I have written a few blogs earlier on VxLAN. You can check them in the below links.
Since then VxLAN has changed a lot and I am planning to write a series of articles on VxLAN and EVPN on Nexus devices. For this, I have set up GNS3 Lab with Cisco NxOSv (Nexus 9000v).
You can find more details about the virtual router here:
Lets start digging VxLAN and explore it from the scratch.
What is an Underlay?
In VxLAN we see many new terms which need to be understood to understand the overall working of VxLAN and the Underlay network is one of them. In VxLAN you may consider IGP(interior gateway protocol)+ Multicast network as an underlay. Before setting up VxLAN we need to (i) Provide a way for VTEPs to reach each other. (ii) Identify a method for VTEPs to learn the unknown hosts. For the first point, we use any of the IGP, in this case, I am using OSPF and for the second point we need a method that can help us in flood and learn technique, that means if our node doesn’t know the destination then it should be able to flood the ARP/BUM(Broadcast, Unknown unicast and Multicast) and learn back the mac addresses from the response. For this, if we don’t have a broadcast segment then the only known method is multicast which can help in flooding. The network between the VTEPs is a routed network so it doesn’t allow any kind of flooding. So we resort to multicast protocol like PIM. In this case, I have used PIM SM(sparse-mode).
What is Overlay ?
An overlay network is a kind of network which is built over an already existing well-connected network to achieve some of the specialized characteristics that the underlay network doesn’t provide. For example, in the case of VxLAN the underlying IP routing based network cannot provide layer-2 features like flood and learn, etc so if we need to connect two data centers separated geographically then we don’t have any option but to look for BGP based ISP or MPLS based network, either ways we (i) Loose control of the traffic (ii) IP routing adds extra latency which limits the capability of modern DCs which require low latency networks. Overlay network solves all these problems for us.
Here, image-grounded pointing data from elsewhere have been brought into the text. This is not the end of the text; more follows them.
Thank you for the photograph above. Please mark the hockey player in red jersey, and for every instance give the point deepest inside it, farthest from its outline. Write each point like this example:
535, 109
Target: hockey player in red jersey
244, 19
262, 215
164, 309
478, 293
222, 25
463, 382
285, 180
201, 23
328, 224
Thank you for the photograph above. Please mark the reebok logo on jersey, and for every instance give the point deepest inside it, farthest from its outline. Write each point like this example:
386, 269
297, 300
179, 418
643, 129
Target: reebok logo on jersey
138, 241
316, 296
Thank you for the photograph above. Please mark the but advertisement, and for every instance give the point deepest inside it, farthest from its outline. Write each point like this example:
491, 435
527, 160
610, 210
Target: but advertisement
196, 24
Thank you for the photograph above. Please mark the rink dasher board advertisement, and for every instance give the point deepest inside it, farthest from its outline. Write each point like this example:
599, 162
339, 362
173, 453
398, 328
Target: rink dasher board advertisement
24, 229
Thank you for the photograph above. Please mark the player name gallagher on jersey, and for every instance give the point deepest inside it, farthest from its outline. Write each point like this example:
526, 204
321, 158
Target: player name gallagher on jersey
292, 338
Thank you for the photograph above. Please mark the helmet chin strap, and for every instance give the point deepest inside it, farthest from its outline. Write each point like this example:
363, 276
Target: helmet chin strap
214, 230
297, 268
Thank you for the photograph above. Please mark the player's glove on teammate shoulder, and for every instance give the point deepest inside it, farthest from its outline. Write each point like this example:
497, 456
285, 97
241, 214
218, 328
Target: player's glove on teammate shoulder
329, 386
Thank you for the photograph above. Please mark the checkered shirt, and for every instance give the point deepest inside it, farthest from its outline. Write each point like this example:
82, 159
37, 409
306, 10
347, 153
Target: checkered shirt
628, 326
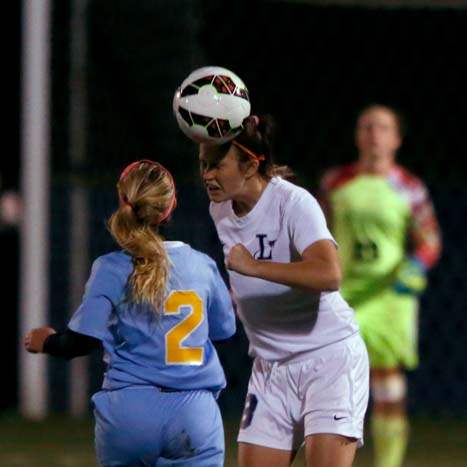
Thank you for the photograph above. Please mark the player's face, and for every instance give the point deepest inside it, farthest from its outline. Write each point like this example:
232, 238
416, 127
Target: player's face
377, 135
223, 178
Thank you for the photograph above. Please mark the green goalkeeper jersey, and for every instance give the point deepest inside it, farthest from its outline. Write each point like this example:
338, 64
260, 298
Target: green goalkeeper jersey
377, 221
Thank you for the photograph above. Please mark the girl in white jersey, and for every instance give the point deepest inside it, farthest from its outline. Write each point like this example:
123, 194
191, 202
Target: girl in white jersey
309, 381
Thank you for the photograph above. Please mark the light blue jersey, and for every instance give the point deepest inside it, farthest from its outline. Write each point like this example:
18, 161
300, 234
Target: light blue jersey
171, 348
157, 406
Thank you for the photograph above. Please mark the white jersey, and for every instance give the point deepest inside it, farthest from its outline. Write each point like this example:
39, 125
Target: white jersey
282, 323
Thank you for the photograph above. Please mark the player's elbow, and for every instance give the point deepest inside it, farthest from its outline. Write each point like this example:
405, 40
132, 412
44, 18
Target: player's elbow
334, 279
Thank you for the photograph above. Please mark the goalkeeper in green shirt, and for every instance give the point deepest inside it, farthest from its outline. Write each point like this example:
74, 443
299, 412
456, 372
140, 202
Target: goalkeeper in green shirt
384, 222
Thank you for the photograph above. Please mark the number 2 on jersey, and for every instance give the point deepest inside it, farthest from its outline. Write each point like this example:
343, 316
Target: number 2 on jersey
175, 352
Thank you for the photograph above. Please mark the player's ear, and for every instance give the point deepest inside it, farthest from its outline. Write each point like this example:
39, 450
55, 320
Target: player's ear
251, 168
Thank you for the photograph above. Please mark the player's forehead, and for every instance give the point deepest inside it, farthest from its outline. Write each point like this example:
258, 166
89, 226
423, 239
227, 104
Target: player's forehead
213, 154
377, 115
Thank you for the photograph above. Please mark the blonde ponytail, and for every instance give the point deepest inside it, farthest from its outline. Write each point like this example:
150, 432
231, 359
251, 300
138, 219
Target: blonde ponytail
147, 195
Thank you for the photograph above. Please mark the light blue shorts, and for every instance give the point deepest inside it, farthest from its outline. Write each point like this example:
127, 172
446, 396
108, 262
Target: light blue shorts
143, 427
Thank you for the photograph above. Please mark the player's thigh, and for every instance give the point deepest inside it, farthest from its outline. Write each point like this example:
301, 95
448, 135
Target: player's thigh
328, 450
336, 390
194, 435
266, 420
253, 455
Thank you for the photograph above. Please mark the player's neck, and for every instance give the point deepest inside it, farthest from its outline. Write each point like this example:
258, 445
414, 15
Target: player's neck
247, 200
376, 166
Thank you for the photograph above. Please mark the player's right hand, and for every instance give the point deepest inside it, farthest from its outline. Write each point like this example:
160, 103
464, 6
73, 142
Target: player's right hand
34, 339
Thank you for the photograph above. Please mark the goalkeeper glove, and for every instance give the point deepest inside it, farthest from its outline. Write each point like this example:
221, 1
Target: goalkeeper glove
410, 277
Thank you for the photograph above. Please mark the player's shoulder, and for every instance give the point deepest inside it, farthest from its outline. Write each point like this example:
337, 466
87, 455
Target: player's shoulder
408, 184
338, 176
406, 178
115, 264
113, 259
189, 254
289, 194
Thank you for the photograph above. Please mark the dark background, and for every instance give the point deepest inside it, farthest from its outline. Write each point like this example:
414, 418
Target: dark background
312, 68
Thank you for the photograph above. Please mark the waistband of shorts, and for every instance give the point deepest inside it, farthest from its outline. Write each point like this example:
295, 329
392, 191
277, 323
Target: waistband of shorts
311, 354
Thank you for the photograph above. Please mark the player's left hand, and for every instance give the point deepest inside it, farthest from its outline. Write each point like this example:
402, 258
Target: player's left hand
411, 277
241, 260
34, 339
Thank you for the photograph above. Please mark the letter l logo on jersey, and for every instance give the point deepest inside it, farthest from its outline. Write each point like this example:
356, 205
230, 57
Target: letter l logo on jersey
265, 251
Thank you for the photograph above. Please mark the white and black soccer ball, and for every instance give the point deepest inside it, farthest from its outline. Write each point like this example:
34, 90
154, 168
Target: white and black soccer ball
211, 104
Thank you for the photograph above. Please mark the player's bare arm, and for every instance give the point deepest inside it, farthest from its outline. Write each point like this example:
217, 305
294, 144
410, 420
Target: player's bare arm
34, 339
319, 268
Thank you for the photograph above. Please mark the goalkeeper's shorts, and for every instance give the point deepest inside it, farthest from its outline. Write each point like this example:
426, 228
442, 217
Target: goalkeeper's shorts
389, 326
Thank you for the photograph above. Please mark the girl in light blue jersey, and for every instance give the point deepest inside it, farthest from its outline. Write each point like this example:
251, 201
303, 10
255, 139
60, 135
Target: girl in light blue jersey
154, 307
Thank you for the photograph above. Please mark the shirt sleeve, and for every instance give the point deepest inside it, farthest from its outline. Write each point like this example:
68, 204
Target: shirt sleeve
103, 291
424, 228
221, 317
306, 222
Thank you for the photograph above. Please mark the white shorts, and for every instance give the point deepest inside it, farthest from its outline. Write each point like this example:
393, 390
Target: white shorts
326, 393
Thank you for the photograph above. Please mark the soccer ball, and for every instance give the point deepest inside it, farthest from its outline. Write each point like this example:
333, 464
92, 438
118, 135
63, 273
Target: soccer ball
211, 104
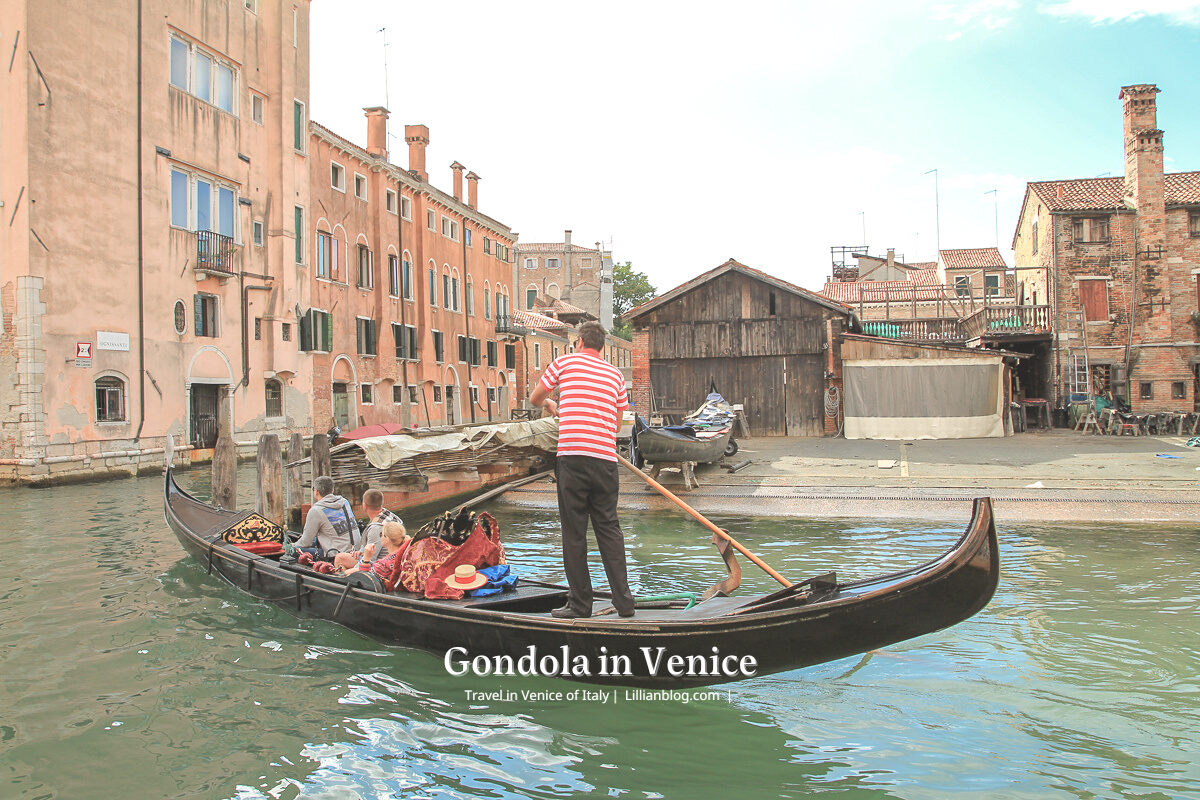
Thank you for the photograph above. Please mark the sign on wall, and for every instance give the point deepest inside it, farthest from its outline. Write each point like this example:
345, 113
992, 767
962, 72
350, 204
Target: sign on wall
109, 341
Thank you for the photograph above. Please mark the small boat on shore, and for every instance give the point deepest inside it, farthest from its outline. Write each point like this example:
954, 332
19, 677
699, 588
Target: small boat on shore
719, 639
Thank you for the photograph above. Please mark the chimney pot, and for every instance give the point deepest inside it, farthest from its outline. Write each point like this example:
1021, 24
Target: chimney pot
377, 131
418, 137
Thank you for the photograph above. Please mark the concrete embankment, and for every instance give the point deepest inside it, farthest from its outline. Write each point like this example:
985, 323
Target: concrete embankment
1038, 476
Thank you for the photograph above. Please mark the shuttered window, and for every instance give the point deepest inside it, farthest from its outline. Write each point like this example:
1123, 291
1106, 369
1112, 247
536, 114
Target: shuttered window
1093, 296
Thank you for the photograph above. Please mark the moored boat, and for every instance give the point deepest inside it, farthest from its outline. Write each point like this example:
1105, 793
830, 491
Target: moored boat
719, 639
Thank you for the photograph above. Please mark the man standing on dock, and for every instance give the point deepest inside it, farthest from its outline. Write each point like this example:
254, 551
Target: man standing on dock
592, 396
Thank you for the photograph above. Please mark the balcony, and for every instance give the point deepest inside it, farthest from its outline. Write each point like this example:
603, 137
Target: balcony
505, 324
215, 253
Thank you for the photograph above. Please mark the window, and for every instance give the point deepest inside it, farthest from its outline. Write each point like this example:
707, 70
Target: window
109, 400
209, 78
405, 337
1091, 229
327, 250
205, 314
1093, 298
299, 234
317, 331
366, 268
274, 391
298, 126
366, 336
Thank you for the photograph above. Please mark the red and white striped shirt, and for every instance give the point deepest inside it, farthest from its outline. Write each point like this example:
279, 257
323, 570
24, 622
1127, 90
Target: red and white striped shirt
592, 395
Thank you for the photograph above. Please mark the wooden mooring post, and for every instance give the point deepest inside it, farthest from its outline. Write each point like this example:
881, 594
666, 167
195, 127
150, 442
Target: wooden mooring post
295, 480
225, 474
269, 497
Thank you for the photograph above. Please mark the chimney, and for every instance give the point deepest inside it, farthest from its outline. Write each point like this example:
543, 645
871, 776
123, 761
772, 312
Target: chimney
457, 180
473, 190
418, 137
377, 131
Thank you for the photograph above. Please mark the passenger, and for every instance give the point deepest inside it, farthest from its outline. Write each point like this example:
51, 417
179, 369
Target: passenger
330, 527
372, 506
394, 539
How the Connection Initiates?
Suppose we have two devices(VTEPs or Virtual tunnel endpoints) configured for VxLAN, once the IP connectivity and multicast network is set up between them they start to form the overlay network. Below is the packet exchange at the beginning of the connection.
I have kept the network as simple as I can, there are two Nexus9000v routers connected with a direct link and we have OSPF and PIM over that link (Ethernet 1/1). I have enabled a packet capture over this link to show you the kind of packet that is exchanged between the two VxLAN talking nodes.
Lets see what we found in the packet capture.
We already know that once the connectivity is formed in this network then we will have an OSPF packet exchange, I know that you are not on this blog to know the OSPF packet exchange. The major concept here to understand with packet captures is the formation of a multicast tree. So let’s check what kind of PIM packets are exchanged and how both routers are joining the multicast group (220.127.116.11 in this case).
Here are the three important packets that we need to understand about.
STEP-1 : PIM Join sent by NxOS-1 router to RP (rendezvous point) router NxOS-2. This simply means that the router wants to join the multicast group and wants to receive all the traffic sent for this group(18.104.22.168).
STEP-2 The NxOS-2 router also expresses the desire to join the multicast group 22.214.171.124
STEP-3 : All routers send PIM register message to RP in the network informing that they have multicast traffic from the group 126.96.36.199 .
With the above three packets, we ensured that both the routers have shown interest to join the multicast group 188.8.131.52 and the NON-RP router has informed the RP that it has a stream from 184.108.40.206 waiting to be transferred so RP can send any client looking for this group. We have to build a group of routers that want to receive the traffic sent to mcast group 220.127.116.11 now this group will be used to send or receive the flooding traffic like arp like below.
Flood and learn:
Above we have seen the multicast setup that ensures that all VxLAN talking routers join a multicast group and if any router is sending any traffic to that multicast group then that traffic will be seen by all those routers, now how can we use this characteristic in our case? The whole world of Data Plane learning depends on a well-known and tried and tested method of Flood and Learn as we do with ARP or any kind of BUM traffic in the ethernet segment to find out the destination mac. Here we leverage a similar kind of approach but not with broadcast but multicast. The router that wants to send the traffic to an unknown destination will encapsulate the arp packet coming from the source with VxLAN headers (vxlan + udp) and multicast that arp to neighbors who have joined the configured group. In our case, we have defined 18.104.22.168 as that group and that is the reason if you see the above Wireshark capture, you see it being sent to the destination 22.214.171.124.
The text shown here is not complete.